Immediate laparotomy was done with two units of blood in hand. Abdomen was opened through midline longitudinal incision. There was blood stained peritoneal fluid. Uterus was enlarged and appeared bluish to blackish in colour.

The uterus was rotated in longitudinal axis at the junction of corpus with the cervix, by about 270 degrees clockwise (figure 1). Both ovaries and entire parametrium was bluish in colour. One ovary was placed anteriorly but towards right side and other ovary was lying posteriorly. Infundibulopelvic ligaments and uterine vessels were bluish in colour and engorged (Figure 2). Rotation was corrected after informing the anaesthetist as there are chances of hemodynamic deterioration. A very difficult total abdominal hysterectomy with bilateral salpingooophorectomy was performed. As the tissues were gangrenous difficulty was encountered while tying sutures. Drain was given in right flank which was removed on third postoperative day. Histopathological report was confirmatory of non-malignant intramural leiomyoma with necrotic changes.

DISCUSSION: The first case of uterine torsion in the non-pregnant condition was described in 19094. Only about 200 cases have been reported in the past 100 years.5 Pathophysiology of this condition is poorly understood and unclear. Uterine body is supported by broad ligaments laterally which is a weak support while cervix has stronger support by mackenrodt and uterosacral ligaments. In our case the intramural fibroid had involved the uterus but spared the cervix. So, uterine body behaved like a heavy ball while cervix was long and thin and acted like a pedicle and isthmus behaved like a pivot around which torsion took place. This torsion had not only disturbed the pelvic anatomy but also caused acute kinking of ureter at the level of isthmus (cause of anuria in this case). During laparotomy, clear orientation of anatomy is essential in order to avoid damage to ureter.

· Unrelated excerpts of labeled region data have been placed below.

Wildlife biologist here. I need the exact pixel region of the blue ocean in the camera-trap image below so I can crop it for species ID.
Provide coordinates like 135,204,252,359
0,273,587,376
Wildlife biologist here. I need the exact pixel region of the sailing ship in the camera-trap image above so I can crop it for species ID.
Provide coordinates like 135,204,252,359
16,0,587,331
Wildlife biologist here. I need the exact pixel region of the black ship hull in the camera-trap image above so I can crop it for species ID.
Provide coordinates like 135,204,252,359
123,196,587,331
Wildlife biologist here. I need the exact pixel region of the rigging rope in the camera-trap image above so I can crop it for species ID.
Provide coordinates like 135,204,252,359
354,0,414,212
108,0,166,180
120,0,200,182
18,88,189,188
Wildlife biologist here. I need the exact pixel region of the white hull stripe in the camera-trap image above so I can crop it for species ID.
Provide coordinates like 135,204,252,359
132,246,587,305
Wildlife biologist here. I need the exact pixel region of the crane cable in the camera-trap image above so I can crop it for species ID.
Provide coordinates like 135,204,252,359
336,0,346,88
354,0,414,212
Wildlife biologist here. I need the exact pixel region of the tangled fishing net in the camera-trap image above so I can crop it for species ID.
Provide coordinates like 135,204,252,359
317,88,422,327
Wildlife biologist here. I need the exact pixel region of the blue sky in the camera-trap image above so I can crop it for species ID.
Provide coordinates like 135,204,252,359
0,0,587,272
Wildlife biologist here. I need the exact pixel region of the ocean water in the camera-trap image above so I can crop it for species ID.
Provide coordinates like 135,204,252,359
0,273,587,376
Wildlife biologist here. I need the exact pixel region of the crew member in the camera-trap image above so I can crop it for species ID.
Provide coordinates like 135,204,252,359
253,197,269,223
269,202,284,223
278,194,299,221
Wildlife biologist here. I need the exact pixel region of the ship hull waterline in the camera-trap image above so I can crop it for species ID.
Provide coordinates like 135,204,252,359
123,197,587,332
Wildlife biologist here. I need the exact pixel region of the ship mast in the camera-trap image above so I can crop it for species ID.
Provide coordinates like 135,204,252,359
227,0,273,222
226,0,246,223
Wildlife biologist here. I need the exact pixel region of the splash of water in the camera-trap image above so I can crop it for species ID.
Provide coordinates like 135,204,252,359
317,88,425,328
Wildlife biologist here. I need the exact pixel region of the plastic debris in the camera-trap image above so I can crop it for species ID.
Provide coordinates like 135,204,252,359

The cause of acute pain abdomen was neurogenic due to extreme stretching of nerve fibres present in infundibulopelvic ligaments and ischaemia. Cause of shock was also neurogenic. It is extremely difficult to clinch the diagnosis on a routine ultrasound. Change in the position of a previously imaged myoma and abnormal position of ovarian vessels across the uterus using colour doppler can aid the diagnosis on ultrasound. CT finding of whorled appearance of the cervix has been described by Luk et al6 indicative of twisting of cervix. Nicholson et al7 have suggested X-shaped configuration of upper vagina on MRI as a sign to diagnose torsion, which is normally visualized as H shaped structure. The condition demands immediate surgical exploration. Delay in diagnosis can prove fatal as the uterus and adnexa can undergo gangrenous change.

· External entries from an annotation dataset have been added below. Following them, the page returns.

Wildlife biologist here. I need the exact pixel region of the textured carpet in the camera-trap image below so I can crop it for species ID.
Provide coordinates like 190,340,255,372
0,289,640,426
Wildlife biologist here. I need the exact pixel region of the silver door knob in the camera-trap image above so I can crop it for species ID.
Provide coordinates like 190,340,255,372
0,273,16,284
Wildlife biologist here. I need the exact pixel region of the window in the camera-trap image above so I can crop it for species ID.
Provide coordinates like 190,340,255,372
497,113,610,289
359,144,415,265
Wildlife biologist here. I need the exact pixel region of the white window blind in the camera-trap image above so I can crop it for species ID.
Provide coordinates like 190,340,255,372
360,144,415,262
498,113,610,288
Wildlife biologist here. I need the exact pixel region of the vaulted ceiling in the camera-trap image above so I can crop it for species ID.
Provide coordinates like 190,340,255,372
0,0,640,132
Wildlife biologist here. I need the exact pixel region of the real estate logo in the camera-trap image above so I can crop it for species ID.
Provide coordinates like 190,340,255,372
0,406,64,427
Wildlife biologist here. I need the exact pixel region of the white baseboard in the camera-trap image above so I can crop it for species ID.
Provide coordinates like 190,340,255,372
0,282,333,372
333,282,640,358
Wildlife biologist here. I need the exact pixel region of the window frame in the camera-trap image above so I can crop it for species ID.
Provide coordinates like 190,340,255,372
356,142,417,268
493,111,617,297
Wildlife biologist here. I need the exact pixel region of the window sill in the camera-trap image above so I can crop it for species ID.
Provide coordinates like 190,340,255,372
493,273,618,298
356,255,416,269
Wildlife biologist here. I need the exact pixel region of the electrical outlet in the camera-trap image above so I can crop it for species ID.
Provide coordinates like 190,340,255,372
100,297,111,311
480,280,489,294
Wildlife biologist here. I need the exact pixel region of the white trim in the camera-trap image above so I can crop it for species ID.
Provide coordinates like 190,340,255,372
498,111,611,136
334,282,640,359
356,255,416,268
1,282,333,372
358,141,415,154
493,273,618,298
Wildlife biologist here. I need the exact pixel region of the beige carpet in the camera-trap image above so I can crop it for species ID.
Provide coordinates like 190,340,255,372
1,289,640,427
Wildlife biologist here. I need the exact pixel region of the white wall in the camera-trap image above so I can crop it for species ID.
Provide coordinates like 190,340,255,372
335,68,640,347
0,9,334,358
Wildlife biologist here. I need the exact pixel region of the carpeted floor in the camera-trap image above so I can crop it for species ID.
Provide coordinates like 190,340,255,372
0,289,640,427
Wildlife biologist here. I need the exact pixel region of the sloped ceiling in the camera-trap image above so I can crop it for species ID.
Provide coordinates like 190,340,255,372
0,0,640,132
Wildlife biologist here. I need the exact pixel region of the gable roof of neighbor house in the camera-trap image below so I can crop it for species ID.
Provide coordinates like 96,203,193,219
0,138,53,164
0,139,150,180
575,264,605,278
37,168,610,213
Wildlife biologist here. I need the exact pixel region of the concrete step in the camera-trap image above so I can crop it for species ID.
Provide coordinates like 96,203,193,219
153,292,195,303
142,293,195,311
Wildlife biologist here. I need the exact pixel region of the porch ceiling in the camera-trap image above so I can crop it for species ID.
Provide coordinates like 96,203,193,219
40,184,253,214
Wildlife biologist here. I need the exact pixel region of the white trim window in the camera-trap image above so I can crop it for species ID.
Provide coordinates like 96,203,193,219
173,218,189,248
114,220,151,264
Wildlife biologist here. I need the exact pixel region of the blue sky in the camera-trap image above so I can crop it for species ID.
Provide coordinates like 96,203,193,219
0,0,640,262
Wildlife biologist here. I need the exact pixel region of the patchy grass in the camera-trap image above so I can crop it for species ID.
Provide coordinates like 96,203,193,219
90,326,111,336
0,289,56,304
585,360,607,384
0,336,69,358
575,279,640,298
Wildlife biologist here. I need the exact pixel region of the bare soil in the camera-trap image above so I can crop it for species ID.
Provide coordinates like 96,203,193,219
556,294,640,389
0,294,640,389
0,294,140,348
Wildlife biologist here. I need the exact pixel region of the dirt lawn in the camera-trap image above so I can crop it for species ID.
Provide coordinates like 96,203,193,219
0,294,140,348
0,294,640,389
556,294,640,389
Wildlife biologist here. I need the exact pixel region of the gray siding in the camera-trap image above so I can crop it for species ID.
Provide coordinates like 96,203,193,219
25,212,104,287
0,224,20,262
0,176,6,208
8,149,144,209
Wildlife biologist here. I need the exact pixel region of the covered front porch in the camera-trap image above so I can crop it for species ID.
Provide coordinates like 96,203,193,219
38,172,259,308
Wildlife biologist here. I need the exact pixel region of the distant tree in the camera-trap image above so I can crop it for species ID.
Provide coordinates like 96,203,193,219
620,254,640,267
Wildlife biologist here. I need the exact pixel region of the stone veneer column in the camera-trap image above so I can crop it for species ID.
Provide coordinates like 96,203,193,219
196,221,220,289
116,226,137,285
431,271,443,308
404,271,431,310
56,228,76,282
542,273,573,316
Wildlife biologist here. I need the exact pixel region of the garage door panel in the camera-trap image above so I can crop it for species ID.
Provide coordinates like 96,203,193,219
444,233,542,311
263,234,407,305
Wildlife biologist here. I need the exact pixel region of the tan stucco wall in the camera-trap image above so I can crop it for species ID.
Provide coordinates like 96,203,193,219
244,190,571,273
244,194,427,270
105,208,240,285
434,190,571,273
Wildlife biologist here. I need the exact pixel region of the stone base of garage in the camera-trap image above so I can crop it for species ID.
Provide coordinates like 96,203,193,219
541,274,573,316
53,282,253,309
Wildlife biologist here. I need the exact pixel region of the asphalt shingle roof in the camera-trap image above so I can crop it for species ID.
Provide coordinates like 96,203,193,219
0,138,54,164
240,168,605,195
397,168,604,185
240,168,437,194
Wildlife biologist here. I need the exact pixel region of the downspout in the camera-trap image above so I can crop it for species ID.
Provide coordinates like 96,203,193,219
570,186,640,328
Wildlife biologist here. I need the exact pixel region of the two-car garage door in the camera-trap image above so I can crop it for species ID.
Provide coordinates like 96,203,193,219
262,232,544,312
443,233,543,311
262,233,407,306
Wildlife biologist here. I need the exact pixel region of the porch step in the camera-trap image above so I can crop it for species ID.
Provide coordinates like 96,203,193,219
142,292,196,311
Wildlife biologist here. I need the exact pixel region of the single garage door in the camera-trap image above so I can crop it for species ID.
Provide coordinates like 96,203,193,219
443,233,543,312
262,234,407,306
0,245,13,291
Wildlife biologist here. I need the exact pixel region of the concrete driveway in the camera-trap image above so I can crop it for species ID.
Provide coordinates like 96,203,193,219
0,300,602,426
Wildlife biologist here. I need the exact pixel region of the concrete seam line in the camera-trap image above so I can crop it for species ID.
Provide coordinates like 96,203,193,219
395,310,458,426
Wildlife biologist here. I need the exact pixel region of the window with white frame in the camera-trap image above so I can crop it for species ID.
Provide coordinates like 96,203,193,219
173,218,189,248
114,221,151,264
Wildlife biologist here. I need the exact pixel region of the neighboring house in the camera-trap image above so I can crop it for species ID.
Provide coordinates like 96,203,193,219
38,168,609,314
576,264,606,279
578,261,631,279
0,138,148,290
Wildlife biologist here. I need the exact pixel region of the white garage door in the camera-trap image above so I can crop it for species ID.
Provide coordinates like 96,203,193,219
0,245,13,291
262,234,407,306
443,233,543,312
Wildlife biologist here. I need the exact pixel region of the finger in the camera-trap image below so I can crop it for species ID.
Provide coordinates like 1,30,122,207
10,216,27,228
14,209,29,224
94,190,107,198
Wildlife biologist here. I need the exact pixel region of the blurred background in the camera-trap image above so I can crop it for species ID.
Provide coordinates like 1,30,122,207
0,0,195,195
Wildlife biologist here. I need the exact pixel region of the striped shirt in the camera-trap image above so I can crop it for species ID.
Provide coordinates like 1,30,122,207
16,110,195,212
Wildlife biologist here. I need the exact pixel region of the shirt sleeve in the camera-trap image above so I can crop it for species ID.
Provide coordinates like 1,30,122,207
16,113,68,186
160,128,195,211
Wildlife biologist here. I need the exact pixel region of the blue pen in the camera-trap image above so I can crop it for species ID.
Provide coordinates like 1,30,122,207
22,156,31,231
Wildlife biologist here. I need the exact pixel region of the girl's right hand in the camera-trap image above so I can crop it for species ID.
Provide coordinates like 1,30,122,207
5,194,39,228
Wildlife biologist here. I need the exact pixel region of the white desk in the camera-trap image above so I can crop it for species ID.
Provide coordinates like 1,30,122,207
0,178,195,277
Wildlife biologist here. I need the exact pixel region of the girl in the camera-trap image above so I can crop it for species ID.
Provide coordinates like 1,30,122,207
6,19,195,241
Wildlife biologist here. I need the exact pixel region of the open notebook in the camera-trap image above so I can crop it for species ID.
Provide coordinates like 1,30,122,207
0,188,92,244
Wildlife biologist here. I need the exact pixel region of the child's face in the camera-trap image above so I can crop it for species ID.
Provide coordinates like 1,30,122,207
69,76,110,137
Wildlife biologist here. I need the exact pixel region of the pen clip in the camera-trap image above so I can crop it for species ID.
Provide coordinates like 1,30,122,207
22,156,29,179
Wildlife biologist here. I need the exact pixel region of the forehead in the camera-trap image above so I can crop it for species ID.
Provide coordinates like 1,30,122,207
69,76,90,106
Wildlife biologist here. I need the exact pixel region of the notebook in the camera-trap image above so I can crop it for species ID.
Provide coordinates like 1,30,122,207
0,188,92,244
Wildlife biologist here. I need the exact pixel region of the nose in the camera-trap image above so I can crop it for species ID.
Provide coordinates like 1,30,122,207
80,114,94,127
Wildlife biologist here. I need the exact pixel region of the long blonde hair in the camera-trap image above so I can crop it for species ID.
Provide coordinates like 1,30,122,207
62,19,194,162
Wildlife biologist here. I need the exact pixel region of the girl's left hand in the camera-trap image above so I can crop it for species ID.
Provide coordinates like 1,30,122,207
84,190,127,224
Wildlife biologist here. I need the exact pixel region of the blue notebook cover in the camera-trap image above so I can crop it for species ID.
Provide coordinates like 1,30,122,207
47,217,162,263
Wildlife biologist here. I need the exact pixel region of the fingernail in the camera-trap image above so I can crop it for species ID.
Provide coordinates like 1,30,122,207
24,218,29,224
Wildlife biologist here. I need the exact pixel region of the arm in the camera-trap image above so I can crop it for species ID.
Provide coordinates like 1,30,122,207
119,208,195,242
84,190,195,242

CONCLUSION: Torsion of non-gravid uterus is potentially fatal acute abdominal condition. High degree of clinical suspicion and prompt surgical intervention is crucial in the management of such cases. Although uterine torsion is a rare condition, it should be considered as an important differential diagnosis in women with lower abdominal lump and acute abdomen.

 REFERENCES:
1.    Collinet P, Narducci F, Stien L. Torsion of a nongravid uterus: an unexpected complication of an ovarian cyst. Eur J Obstet Gynecol Reprod Biol 2001; 98: 256-7.
2.    Jeong YY, Kang HK, Park JG, Choi HS. CT features of uterine torsion. Eur Radiol 2003; 13 Suppl 6: L249-50.
3.    Omurtag K, Session D, Brahma P, Matlack A, Roberts C. Horizontal uterine torsion in the setting of complete cervical and partial vaginal agenesis: a case report. Fertil Steril 2009; 91: 1957.  e13-5.
4.    Hawes CH. Acute axial torsion of the uterus. Ann Surg 1935; 102: 37-40.
5.    Dua A, Fishwick K, Deverashetty B. Uterine torsion in pregnancy: a review. The Internet Journal of Gynecology and Obstetrics 2006; 6. The Internet Journal of Gynecology and Obstetrics website: http://www.ispub.com/journal/the_internet_journal_of_gynecology_and_obstetrics/volume_6_ number_1_12/article/uterine_torsion_in_pregnancy_a_review.html. Accessed Nov 2009.
6.    Luk SY, Leung JL, Cheung ML, et al. Torsion of a nongravid myomatous uterus: radiological features and literature review. Honk Kong Med J 2010; 16: 304-6.
7.    Nicholson WK, Coulson CC, McCoy MC, Semelka RC. Pelvic magnetic resonance imaging in the evaluation of uterine torsion. Obstet Gynecol 1995; 85: 888-90.